Application to adduce further evidence

  1. As we have earlier noted, before us the father sought leave to adduce further evidence.  We dismissed that application at the hearing of the appeal, and indicated we would give our reasons for the dismissal of that application with these reasons.

  2. The father’s application to adduce further evidence was filed 17 September 2009.  Before us, in support of his application the father submitted that the further evidence would provide “further examples” of where the trial Judge acted incorrectly and was biased against him.  The ICL opposed the father’s application in its entirety. 

  3. The further evidence sought to be adduced by the father was:

    ·a transcript of proceedings before Dawe J on 19 December 2008;

    ·orders of Dawe J made 19 December 2008;

    ·acknowledgement of service signed by the mother’s solicitor on 17 December 2008;

    ·a document which the father describes as “a telephone log for outgoing calls on [his] telephone for the evening of 16 December 2008”; and

    ·Part D of the father’s application in a case filed 16 December 2008, which application was heard by Dawe J on 19 December 2008.

  4. In summary, the documents sought to be adduced by the father all related to his application of 16 December 2008 and the hearing before, and orders made by, Dawe J on 19 December 2008.

  5. The Court is empowered, pursuant to s 93A(2) of the Family Law Act 1975 (Cth) (“the Act”), to receive further evidence in its discretion. Relevantly, the High Court said in CDJ v VAJ (1998) 197 CLR 172 at [109]:

    One consideration in construing s 93A(2) is its remedial nature. Its principal purpose is to give to the Full Court a discretionary power to admit further evidence where that evidence, if accepted, would demonstrate that the order under appeal is erroneous. The power exists to facilitate the avoidance of errors which cannot be otherwise remedied by the application of the conventional appellate procedures. A further, but in practice subsidiary, purpose is to give the Full Court a discretion to admit further evidence to buttress the findings already made.

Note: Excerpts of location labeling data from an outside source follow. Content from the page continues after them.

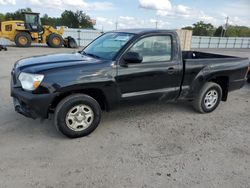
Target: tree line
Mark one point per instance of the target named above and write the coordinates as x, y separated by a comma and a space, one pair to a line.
207, 29
68, 18
79, 19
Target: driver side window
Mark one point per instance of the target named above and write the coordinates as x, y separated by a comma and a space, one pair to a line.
154, 48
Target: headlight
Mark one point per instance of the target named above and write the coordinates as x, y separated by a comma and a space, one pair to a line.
30, 81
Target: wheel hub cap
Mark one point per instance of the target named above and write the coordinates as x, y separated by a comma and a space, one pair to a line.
211, 99
79, 117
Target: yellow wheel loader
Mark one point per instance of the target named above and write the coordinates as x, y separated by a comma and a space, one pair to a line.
23, 33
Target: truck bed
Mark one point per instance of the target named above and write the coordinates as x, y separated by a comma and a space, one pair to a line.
202, 65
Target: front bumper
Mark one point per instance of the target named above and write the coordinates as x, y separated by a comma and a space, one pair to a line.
31, 105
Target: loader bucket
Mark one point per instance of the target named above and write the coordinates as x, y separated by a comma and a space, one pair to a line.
70, 42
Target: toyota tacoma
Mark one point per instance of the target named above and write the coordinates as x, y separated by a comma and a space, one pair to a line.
118, 66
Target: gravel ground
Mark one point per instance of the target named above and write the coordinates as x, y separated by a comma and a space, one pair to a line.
155, 144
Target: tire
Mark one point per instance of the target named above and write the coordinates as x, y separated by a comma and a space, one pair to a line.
54, 40
208, 98
23, 39
64, 113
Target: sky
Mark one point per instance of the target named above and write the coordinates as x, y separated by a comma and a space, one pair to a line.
166, 14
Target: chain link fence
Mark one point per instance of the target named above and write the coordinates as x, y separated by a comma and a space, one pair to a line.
83, 37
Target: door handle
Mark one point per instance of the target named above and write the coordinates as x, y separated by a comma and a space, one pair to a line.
171, 70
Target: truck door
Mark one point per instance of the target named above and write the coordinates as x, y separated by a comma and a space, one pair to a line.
159, 73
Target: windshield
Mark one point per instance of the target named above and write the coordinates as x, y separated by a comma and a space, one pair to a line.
108, 45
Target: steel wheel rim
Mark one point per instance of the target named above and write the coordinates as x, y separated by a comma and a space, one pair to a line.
79, 117
211, 99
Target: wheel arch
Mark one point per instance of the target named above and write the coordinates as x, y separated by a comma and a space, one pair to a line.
95, 93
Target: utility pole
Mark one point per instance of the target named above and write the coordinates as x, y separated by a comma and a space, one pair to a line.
156, 24
116, 25
227, 19
222, 30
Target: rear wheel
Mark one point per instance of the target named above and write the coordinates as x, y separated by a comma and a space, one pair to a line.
77, 115
23, 39
54, 41
208, 98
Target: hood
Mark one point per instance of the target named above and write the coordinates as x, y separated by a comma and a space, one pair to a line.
47, 62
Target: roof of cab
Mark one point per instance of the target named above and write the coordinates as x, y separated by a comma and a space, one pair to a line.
143, 31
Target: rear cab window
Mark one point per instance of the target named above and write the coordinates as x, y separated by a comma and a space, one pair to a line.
154, 48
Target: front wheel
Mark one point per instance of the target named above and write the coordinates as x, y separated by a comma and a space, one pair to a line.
77, 115
208, 98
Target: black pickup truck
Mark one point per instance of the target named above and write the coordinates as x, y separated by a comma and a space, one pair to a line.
120, 66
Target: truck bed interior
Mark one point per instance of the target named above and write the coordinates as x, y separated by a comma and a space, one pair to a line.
202, 55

  6. Our reason for dismissing the father’s application was the lack of sufficient nexus between the proceedings before Dawe J on 19 December 2008 and her Honour’s orders of that day (which orders were not the subject of appeal), and the orders made by her Honour on 20 February 2009.  As such, the evidence sought to be adduced by the father was not relevant to a consideration of whether the orders then the subject of the appeal are erroneous.  It is for this reason that we dismissed the father’s application.

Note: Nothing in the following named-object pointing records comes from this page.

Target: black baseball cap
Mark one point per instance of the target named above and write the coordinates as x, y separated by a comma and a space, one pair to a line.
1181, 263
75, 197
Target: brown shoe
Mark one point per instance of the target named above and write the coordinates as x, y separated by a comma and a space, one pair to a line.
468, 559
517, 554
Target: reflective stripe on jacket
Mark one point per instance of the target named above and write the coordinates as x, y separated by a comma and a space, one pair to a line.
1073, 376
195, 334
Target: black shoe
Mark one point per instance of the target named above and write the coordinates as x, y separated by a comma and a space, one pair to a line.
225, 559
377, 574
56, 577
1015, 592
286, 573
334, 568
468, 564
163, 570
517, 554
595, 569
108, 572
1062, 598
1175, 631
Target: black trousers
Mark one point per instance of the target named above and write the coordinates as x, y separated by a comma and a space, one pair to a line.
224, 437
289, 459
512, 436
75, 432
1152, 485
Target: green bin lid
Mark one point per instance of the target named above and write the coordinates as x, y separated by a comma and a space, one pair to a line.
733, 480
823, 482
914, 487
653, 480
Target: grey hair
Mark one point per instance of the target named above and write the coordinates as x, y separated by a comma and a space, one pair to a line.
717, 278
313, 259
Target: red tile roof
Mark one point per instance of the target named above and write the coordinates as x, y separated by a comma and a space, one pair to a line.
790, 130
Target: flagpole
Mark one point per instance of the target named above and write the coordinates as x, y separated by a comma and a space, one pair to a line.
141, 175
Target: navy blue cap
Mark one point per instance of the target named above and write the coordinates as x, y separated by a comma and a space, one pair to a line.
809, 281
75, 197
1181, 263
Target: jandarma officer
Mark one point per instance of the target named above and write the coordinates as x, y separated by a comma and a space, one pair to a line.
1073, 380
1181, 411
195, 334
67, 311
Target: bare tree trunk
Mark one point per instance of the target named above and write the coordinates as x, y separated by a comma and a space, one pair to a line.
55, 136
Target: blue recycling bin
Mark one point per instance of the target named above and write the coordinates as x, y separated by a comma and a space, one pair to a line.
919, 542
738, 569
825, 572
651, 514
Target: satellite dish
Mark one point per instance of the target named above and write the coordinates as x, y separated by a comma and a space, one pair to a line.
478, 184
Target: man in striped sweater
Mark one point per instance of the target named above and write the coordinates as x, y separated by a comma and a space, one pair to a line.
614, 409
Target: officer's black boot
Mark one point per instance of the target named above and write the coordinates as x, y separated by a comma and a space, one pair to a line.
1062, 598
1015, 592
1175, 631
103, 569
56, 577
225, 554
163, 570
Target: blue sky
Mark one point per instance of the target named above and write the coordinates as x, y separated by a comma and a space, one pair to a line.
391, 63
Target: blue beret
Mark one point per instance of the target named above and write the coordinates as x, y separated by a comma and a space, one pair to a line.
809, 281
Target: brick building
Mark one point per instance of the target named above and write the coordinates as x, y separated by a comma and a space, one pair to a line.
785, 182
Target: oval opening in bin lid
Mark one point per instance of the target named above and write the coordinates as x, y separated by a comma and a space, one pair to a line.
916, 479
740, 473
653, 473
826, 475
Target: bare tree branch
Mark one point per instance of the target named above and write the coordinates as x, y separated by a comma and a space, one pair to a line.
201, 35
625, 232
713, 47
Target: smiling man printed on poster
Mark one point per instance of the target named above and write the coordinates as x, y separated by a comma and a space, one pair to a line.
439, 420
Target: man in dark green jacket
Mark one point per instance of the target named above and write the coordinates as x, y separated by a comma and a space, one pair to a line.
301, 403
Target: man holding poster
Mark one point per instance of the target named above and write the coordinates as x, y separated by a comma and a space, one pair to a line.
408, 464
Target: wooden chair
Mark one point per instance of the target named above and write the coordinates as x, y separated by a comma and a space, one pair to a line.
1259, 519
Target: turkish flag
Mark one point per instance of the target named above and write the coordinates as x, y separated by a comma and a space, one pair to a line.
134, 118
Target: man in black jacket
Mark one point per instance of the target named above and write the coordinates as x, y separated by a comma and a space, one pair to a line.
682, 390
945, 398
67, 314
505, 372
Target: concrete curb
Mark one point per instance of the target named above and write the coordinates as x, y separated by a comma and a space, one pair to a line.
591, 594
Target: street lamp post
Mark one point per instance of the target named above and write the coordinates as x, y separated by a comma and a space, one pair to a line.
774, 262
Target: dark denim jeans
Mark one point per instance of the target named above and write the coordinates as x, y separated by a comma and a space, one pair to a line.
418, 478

The conduct of the proceedings before the trial judge and her honour’s reasons

  1. As set out earlier in these reasons, on 27 January 2009 Dawe J adjourned the hearing of the father’s applications to 20 February 2009.  As we have already explained, when the applications came before her Honour on this day, the mother and the ICL were represented by counsel and the father did not appear. No application had been filed by the father to appear by electronic communication.  The transcript reveals her Honour was advised by counsel for the mother that her Honour’s court officer unsuccessfully tried to telephone the father on his mobile phone number.  The transcript reveals the following exchange occurred between her Honour and her court officer.  Thereafter a further submission was made by counsel for the ICL:

    HER HONOUR:       Sorry, Mr Boehm [counsel for the mother], can I just get Mr Court Officer to call the husband again, just so I can note his non-appearance.  I gather he has been called personally, Mr Court Officer before.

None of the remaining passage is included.